Bundismo e sionismo
Il volume Egemonia nazionale. Gramsci, Medem e la questione ebraica nel Novecento, curato da Vincenzo Pinto e edito da Salomone Belforte & C. (Livorno 2019), è composto da scritti di vari autori, ma i più significativi sono quelli dello stesso Pinto (“Quale autonomia? Gramsci e la questione nazionale ebraica”) e di Vladimir Medem (“La questione nazionale e la socialdemocrazia”).

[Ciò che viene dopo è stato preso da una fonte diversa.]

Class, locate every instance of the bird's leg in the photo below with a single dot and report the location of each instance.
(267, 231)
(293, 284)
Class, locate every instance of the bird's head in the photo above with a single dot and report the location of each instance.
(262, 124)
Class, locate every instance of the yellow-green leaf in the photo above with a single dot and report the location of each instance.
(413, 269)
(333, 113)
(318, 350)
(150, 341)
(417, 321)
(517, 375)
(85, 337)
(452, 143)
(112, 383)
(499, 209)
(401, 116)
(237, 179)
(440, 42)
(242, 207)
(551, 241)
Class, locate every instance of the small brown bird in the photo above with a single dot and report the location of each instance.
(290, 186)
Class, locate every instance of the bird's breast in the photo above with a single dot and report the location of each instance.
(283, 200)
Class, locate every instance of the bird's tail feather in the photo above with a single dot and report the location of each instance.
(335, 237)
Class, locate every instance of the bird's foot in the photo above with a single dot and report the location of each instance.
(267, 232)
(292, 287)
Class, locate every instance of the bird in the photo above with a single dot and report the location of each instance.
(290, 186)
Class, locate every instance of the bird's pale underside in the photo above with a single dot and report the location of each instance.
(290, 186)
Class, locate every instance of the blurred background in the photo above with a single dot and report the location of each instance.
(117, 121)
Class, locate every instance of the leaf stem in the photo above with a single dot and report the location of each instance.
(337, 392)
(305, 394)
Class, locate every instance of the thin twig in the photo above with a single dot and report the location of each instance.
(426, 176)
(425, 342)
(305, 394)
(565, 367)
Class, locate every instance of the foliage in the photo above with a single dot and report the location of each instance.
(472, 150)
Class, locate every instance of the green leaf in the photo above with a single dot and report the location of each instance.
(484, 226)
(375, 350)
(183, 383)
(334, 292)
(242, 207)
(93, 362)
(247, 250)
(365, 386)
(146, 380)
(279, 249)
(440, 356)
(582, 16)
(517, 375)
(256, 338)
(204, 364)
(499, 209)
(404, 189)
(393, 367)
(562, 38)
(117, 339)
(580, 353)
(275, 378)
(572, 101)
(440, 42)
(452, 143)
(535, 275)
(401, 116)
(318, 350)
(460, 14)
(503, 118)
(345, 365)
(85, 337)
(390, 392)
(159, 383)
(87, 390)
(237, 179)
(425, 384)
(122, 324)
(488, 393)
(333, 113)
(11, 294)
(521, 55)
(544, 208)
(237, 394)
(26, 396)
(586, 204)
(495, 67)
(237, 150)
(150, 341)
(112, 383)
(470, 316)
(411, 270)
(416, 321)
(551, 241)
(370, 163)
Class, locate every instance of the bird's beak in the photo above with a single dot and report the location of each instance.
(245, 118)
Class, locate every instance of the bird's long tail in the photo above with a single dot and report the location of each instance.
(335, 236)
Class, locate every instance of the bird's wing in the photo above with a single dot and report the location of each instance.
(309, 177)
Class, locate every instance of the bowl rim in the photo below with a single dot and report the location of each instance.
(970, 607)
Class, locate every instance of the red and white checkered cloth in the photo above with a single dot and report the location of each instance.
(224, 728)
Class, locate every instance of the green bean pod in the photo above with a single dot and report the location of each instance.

Suscita un particolare interesse il testo di Medem, non perché quello di Pinto non presenti spunti di riflessione ma perché lo stesso Pinto sottolinea la scarsità delle fonti, ridotte a qualche cenno sparso nei Quaderni dal carcere e soprattutto a uno scambio epistolare di Gramsci con la cognata Tatiana Schucht. D’altra parte proprio Pinto sottolinea che Gramsci rimase sempre un marxista-leninista e questo non gli consentì di avvicinarsi a comprendere la questione della specificità ebraica limitando il suo interesse agli aspetti linguistici.
L’interesse per il testo di Medem nasce dal fatto che egli fu uno dei maggiori esponenti del Bund (Unione generale dei lavoratori ebrei di Russia, Polonia e Lituania) e anche questo scritto aiuta a comprendere le ragioni per le quali, in definitiva, il bundismo fu sconfitto, nella lotta per l’egemonia sulle masse ebraiche dell’Europa orientale, dal sionismo. Se è vero che il Bund ricevette duri colpi da forze esogene (quelle bolsceviche dopo la Rivoluzione d’Ottobre in Russia; l’occupazione tedesca della Polonia nel 1939 e quella sovietica della Lituania nel 1940) è anche vero che nel corso degli anni ’20 e ’30 del Novecento la capacità di influenza del bundismo venne progressivamente erosa dall’espandersi di quella sionista, come è dimostrato dall’aumento delle aliyot negli anni ’20 e ancor più negli anni ’30, anche se esso svolse ancora un ruolo rilevante nell’insurrezione di Varsavia contro i nazisti.
Il testo di Medem mostra che, nel conflitto all’interno del Bund tra tendenze nazionaliste e assimilazioniste, egli scelse una terza via, che definì “neutralismo”, che, in sostanza, consisteva nel mettere tra parentesi il problema dello Stato e di concentrare le forze del movimento bundista sulla formazione culturale – per mezzo di specifici istituti autonomi – delle masse ebraiche e, in particolare, sulla creazione di un sistema scolastico fondato sull’uso dello yiddish.
È proprio la sottovalutazione del problema della creazione di uno Stato degli ebrei – nel momento in cui tutto il movimento sionista, da David Ben Gurion a Ze’ev Jabontinsky, ne sottolineava la necessità – che mette in evidenza, come abbiamo detto, le motivazioni del progressivo declino del movimento bundista.